ZFS is an incredible filesystem and solves many of my local and shared data storage needs.
While, I do like the idea of clustered ZFS wherever possible, sometimes it's not practical, or I need some geographical separation of storage nodes.
One of the use cases I have is for high-performance replicated storage on Linux application servers. For example, I support a legacy software product that benefits from low-latency NVMe SSD drives for its data. The application has an application-level mirroring option that can replicate to a secondary server, but it's often inaccurate and is a 10-minute RPO.
I've solved this problem by having a secondary server (also running ZFS on similar or dissimilar hardware) that can be local, remote or both.
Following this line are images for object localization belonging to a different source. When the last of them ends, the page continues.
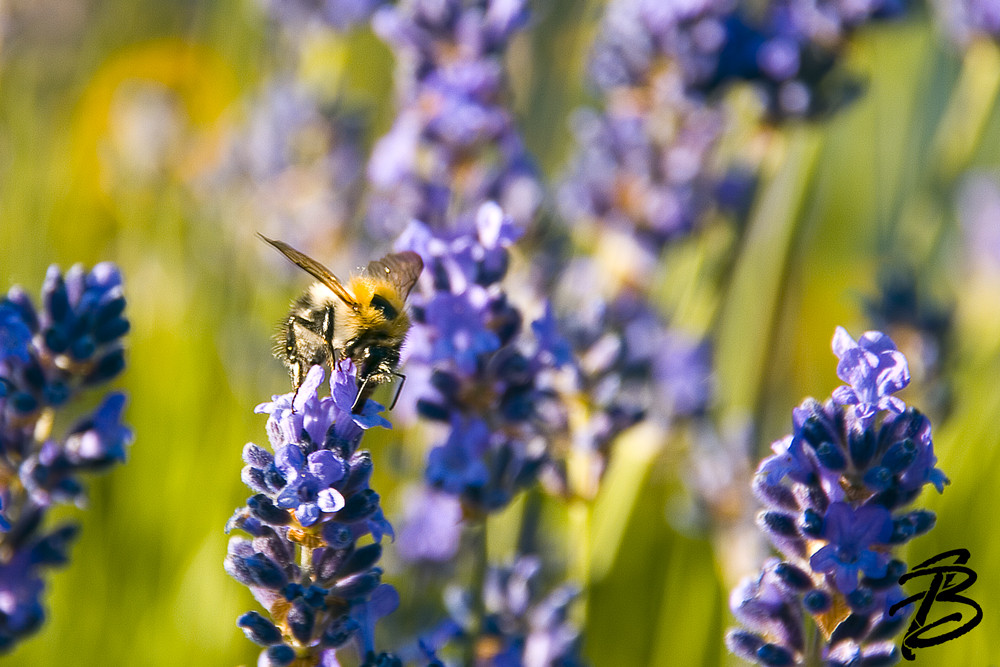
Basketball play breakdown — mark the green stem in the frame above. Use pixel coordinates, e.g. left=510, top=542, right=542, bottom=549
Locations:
left=803, top=622, right=822, bottom=667
left=870, top=32, right=950, bottom=252
left=714, top=125, right=824, bottom=452
left=299, top=540, right=313, bottom=583
left=568, top=497, right=592, bottom=626
left=875, top=39, right=1000, bottom=272
left=516, top=486, right=543, bottom=556
left=930, top=40, right=1000, bottom=187
left=463, top=520, right=488, bottom=667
By combining the three utilities detailed below, I've crafted a replication solution that gives me continuous replication, deep snapshot retention and flexible failover options.
zfs-auto-snapshot - https://github.com/zfsonlinux/zfs-auto-snapshot
Just a handy tool to enable periodic ZFS filesystem level snapshots. I typically run with the following schedule on production volumes:
# /etc/cron.d/zfs-auto-snapshot
PATH="/usr/bin:/bin:/usr/sbin:/sbin"
*/5 * * * * root /sbin/zfs-auto-snapshot -q -g --label=frequent --keep=24 //
00 * * * * root /sbin/zfs-auto-snapshot -q -g --label=hourly --keep=24 //
59 23 * * * root /sbin/zfs-auto-snapshot -q -g --label=daily --keep=14 //
59 23 * * 0 root /sbin/zfs-auto-snapshot -q -g --label=weekly --keep=4 //
00 00 1 * * root /sbin/zfs-auto-snapshot -q -g --label=monthly --keep=4 //
Syncoid (Sanoid) - https://github.com/jimsalterjrs/sanoid
This program can run ad-hoc snap/replication of a ZFS filesystem to a secondary target. I only use the syncoid portion of the product.
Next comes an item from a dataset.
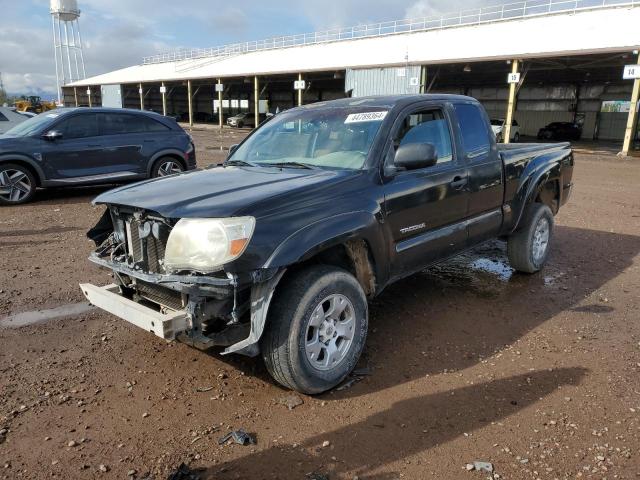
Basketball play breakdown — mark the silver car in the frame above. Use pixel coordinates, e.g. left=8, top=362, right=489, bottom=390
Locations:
left=0, top=107, right=27, bottom=134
Assuming server1 and server2, simple command run from server2 to pull data from server1:
#!/bin/bash
/usr/local/bin/syncoid root@server1:vol1/data vol2/data
exit $?
Monit - https://mmonit.com/monit/
Monit is an extremely flexible job scheduler and execution manager. By default, it works on a 30-second interval, but I modify the config to use a 15-second base time cycle.
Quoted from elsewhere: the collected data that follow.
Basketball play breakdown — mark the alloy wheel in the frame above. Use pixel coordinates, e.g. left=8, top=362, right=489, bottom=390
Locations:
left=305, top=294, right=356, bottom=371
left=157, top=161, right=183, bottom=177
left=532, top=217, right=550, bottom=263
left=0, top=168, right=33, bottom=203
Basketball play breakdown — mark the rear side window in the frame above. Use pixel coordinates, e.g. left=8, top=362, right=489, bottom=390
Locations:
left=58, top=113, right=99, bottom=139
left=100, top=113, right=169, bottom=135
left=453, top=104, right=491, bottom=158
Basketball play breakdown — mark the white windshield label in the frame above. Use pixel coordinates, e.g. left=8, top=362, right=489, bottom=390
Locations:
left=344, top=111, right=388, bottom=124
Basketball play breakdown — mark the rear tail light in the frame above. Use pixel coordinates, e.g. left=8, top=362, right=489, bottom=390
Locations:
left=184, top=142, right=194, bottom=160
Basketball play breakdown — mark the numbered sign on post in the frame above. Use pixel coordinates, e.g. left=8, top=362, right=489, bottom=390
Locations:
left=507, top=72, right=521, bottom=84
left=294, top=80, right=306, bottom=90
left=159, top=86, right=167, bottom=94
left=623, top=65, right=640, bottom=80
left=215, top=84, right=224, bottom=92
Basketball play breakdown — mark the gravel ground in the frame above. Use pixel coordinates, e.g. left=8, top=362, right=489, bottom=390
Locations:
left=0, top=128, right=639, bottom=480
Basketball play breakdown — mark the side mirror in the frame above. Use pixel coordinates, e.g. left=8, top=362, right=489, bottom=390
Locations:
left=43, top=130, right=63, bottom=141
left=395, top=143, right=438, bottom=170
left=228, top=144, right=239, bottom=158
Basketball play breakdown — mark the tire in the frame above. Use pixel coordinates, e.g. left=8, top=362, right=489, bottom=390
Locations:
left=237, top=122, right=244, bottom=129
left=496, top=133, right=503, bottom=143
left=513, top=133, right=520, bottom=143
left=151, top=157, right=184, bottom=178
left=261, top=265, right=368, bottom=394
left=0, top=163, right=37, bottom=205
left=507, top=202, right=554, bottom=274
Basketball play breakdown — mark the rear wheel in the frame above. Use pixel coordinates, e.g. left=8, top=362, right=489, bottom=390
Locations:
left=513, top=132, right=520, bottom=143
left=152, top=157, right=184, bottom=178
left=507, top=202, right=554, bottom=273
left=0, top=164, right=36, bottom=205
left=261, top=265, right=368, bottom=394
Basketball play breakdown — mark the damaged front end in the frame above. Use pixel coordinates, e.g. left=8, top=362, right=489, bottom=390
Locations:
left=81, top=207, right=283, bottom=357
An example config that runs the above replication script every 15 seconds (1 cycle)
check program storagesync with path /usr/local/bin/run_storagesync.sh
every 1 cycles
if status != 0 then alert
This is simple to automate and add via configuration management. By wrapping the execution of the snapshot/replication in Monit, you get centralized status, job control and alerting (email, SNMP, custom script).
The result is that I have servers that have multiple months of monthly snapshots and many points of rollback and retention within: https://pastebin.com/zuNzgi0G - Plus, a continuous rolling 15-second atomic replica:
# monit status
Program 'storagesync'
status Status ok
monitoring status Monitored
last started Wed, 05 Apr 2017 05:37:59
last exit value 0
data collected Wed, 05 Apr 2017 05:37:59
.
.
.
Program 'storagesync'
status Status ok
monitoring status Monitored
last started Wed, 05 Apr 2017 05:38:59
last exit value 0
data collected Wed, 05 Apr 2017 05:38:59